On a vu des personnes abîmées, déstabilisées à l’issue de telles sessions. Certaines mêmes « basculent » très rapidement et passent sous une emprise à caractère sectaire bien qu’elles aient une « tête bien faite «. Cela peut entraîner des ruptures familiales et faire éclater des couples, entraîner des étudiants à plaquer des études en cours de façon irraisonnée, entraîner des gens sérieux à se trémousser et à claquer des mains dans une ambiance de groupe surchauffée et manipulée ; en bref à s’infantiliser.
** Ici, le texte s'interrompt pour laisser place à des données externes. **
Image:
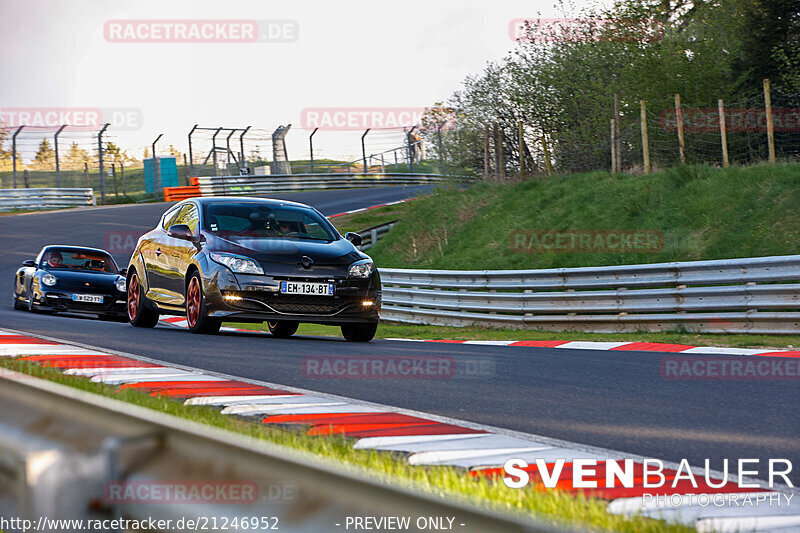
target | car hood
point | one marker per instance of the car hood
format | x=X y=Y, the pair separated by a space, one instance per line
x=77 y=280
x=287 y=251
La prudence doit être recommandée.
De même que chacun doit tenir son rôle, chaque session doit également tenir son objectif. On se méfiera particulièrement des sessions de révision d’examens ou de concours proposées à des jeunes – donc en période de stress évidente, voire de surmenage – couplées dans la journée à des « topos » ou des exercices spirituels au cours desquels sont proposés des choix de vie et notamment une orientation vers la vie consacrée dans le mouvement qui organise la session et accueille l’étudiant.

Thérapies de conversion


La recherche du mieux-être, d’un soulagement de blessures physiques ou psychiques, le souci – légitime par ailleurs – d’échapper à des addictions, précipitent de nombreuses personnes vers des sessions dites « de guérison » animées par des clercs ou des laïcs dont ce n’est pas le moins du monde la profession, mais qui pensent qu’il suffit d’invoquer en groupe l’Esprit Saint, de pratiquer la Christothérapie (sic !), d’utiliser d’un charisme qu’ils s’auto-attribuent sur des bases contestables.
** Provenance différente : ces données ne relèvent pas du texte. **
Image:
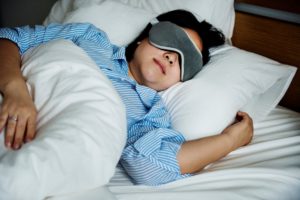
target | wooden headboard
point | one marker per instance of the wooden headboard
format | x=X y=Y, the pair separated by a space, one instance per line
x=278 y=39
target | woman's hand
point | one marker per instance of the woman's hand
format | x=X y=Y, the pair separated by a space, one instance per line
x=17 y=115
x=241 y=132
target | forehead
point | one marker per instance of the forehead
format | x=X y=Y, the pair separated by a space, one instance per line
x=195 y=37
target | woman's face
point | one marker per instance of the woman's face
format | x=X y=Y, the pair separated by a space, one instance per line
x=157 y=68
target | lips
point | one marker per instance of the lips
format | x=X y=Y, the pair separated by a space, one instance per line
x=160 y=65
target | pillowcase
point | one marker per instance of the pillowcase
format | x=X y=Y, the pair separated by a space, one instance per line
x=233 y=80
x=81 y=127
x=122 y=23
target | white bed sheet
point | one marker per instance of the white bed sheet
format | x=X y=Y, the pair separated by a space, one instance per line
x=268 y=168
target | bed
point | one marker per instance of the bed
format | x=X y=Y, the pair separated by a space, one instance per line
x=56 y=167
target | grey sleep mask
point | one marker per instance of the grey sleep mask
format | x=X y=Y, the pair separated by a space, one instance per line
x=168 y=36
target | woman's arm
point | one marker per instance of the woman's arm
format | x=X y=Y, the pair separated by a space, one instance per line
x=195 y=155
x=17 y=113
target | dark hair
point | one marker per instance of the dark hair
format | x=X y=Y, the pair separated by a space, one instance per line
x=210 y=35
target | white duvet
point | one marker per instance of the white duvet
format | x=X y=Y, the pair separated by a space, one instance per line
x=266 y=169
x=81 y=127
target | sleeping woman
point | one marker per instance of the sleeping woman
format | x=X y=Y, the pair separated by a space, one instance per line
x=172 y=48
Certains résultats sont catastrophiques. De faux souvenirs peuvent surgir. Le mélange du physique, du psychique et du spirituel dans une même approche méthodologique aboutit à un véritable salmigondis tandis que, pour ne pas être en reste, la plupart des communautés dites « nouvelles », mais d’une nouveauté qui commence à dater, ont ajouté à leur offre de services des services de guérison. Dans leur menu internet la session de guérison est devenue l’incontournable. On ne sait plus si c’est la conversion provoque la guérison, ou le contraire.
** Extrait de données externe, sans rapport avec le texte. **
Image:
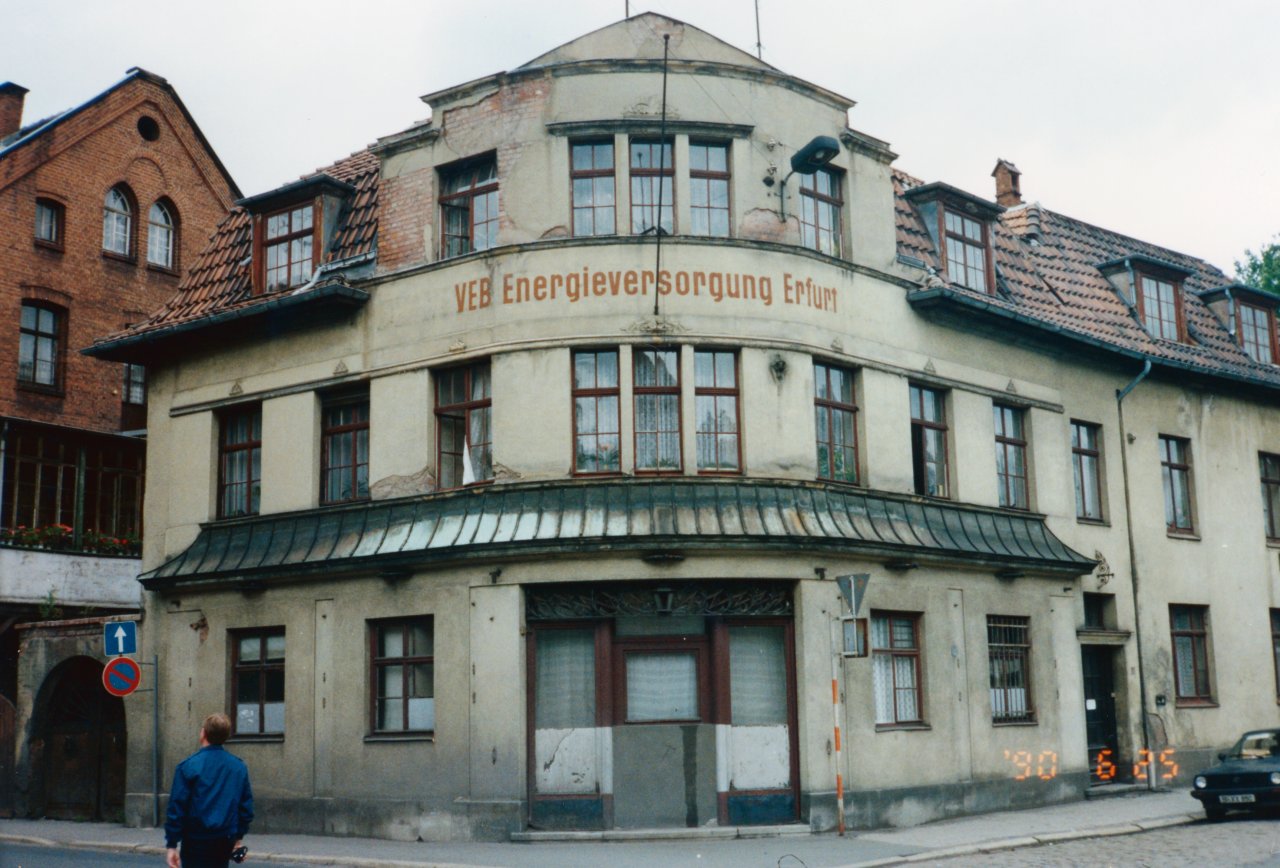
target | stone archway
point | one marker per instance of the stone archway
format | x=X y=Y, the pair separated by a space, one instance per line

L’offre dite de réconciliation peut venir pimenter ces préparations, mais là encore il faut être prudent car certains actes de la vie privée, certaines souffrances personnelles, certaines divisions familiales n’ont pas à être étalées impudiquement devant un groupe qui, pour être bienveillant, n’en risque pas moins d’être moutonnier comme l’est celui que nous présente le film « les éblouis ».
Bien portants s’abstenir !

Vœux précoces : 

voir aussi Etats de vie
La majorité légale permet à de jeunes gens de prononcer des vœux ou de s’y préparer dès l’âge de 18 ans, avec ou contre l’avis parental. Les communautés qui « mettent le grappin » pour faire du chiffre de recrutement sur des personnes de cet âge, ou de cette tranche d’âge commettent un abus dont il faut prendre conscience. Dans un entretien du 4 mai 1984 avec Bernard PIVOT, le grand anthropologue Claude LEVI STRAUSS notait que, dans nos sociétés, à la différence de celles qu’il avait étudiées, « nous devenons adultes de plus en plus tard ». Or, pour faire prononcer des vœux à une personne il convient de s’assurer qu’elle est réellement adulte, suffisamment armée psychiquement et intellectuellement pour effectuer un discernement libre de toute manipulation. C’est pourquoi les vœux précoces, mêmes temporaires, proposés à des jeunes gens, avec notamment une compréhension arriérée de ce qu’est l’obéissance, peuvent créer une sujétion psychologique. On a pu la remarquer chez des laïcs dits « consacrés », des oblats, des laures de divers ordres dont les vœux prononcés en privé échappent à toute définition canonique rigoureuse. Paradoxalement ils sont de ce fait plus contraignants que des vœux monastiques traditionnels répondant à un parcours bien défini. Il en est de même de certains engagements pris dans des circonstances euphoriques où l’affectif l’emporte sur le raisonnable.